Lágrimas brotaram em meus olhos e escorreram silenciosas
por minha face. Eu mal
podia respirar tamanha era minha emoção diante do que eu via e
ouvia.
De repente, o compositor começou a apalpar os bolsos
com a mão direita, enquanto prosseguia a tocar com a outra. Imediatamente,
percebi que precisava de papel de música. Como fiel ajudante, apressei-me
em buscar uma folha pautada e um lápis, os
quais depositei sobre o piano. Beethoven pegou o papel e pôs-se a escrever
as notas da melodia, com uma caligrafia quase ilegível, certamente apenas
por ele mesmo decifrável.
Logo encheu todo o papel, escrevendo com incrível rapidez, como se envolto por um transe místico profundo.

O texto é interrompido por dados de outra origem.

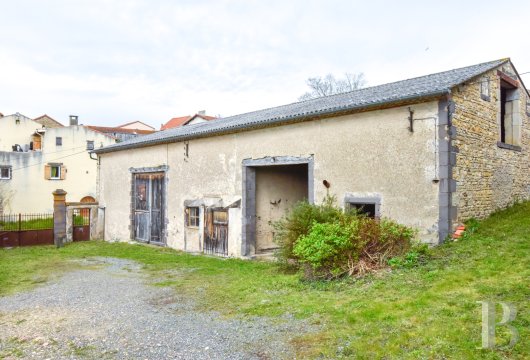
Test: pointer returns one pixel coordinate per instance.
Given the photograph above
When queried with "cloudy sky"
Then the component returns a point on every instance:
(113, 61)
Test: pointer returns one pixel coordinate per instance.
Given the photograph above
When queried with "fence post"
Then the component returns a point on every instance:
(19, 228)
(59, 217)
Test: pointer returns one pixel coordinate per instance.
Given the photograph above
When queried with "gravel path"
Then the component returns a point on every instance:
(109, 311)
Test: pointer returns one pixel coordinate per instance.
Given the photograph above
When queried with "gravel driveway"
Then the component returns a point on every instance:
(109, 311)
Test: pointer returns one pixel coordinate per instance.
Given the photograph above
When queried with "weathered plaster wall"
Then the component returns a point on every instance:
(29, 191)
(488, 177)
(365, 154)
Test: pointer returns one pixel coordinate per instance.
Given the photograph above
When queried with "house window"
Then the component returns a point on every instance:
(5, 172)
(192, 216)
(54, 172)
(367, 206)
(485, 89)
(365, 209)
(510, 120)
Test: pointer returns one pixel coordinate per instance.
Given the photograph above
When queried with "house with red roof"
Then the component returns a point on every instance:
(187, 120)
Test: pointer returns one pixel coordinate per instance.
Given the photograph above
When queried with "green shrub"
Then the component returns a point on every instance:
(328, 248)
(328, 242)
(298, 222)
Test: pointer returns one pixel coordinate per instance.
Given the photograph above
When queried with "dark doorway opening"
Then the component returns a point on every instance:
(148, 207)
(278, 189)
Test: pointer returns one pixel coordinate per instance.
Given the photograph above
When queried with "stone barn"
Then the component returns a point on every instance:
(428, 152)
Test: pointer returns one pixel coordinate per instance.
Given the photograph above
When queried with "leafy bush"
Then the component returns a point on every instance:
(328, 242)
(298, 222)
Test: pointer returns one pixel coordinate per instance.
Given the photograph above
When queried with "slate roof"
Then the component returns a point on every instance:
(48, 121)
(400, 91)
(183, 120)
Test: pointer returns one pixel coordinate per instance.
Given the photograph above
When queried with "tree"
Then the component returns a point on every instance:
(329, 85)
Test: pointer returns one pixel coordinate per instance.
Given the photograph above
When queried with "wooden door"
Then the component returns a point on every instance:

Terminada a obra, o compositor ficou sentado ao piano, quieto
e calado. O silêncio da tarde tornou-se audível e, pela primeira
vez em minha vida, pude ouvir o silêncio, um som sibilante e sutil, como
o de um vento longínquo que nos traz a recordação de
um tempo que desconhecemos — o tempo do eterno agora.
Não sei quanto tempo ficamos ali, parados, ouvindo o silêncio. Apenas sei que, de repente, o compositor levantou-se, dirigiu-se até o vestíbulo, vestiu seu casaco e cartola e partiu sem nada dizer. Mas o que mais haveria para se dizer?
Lá fora, anoitecia e a lua cheia nascia no horizonte.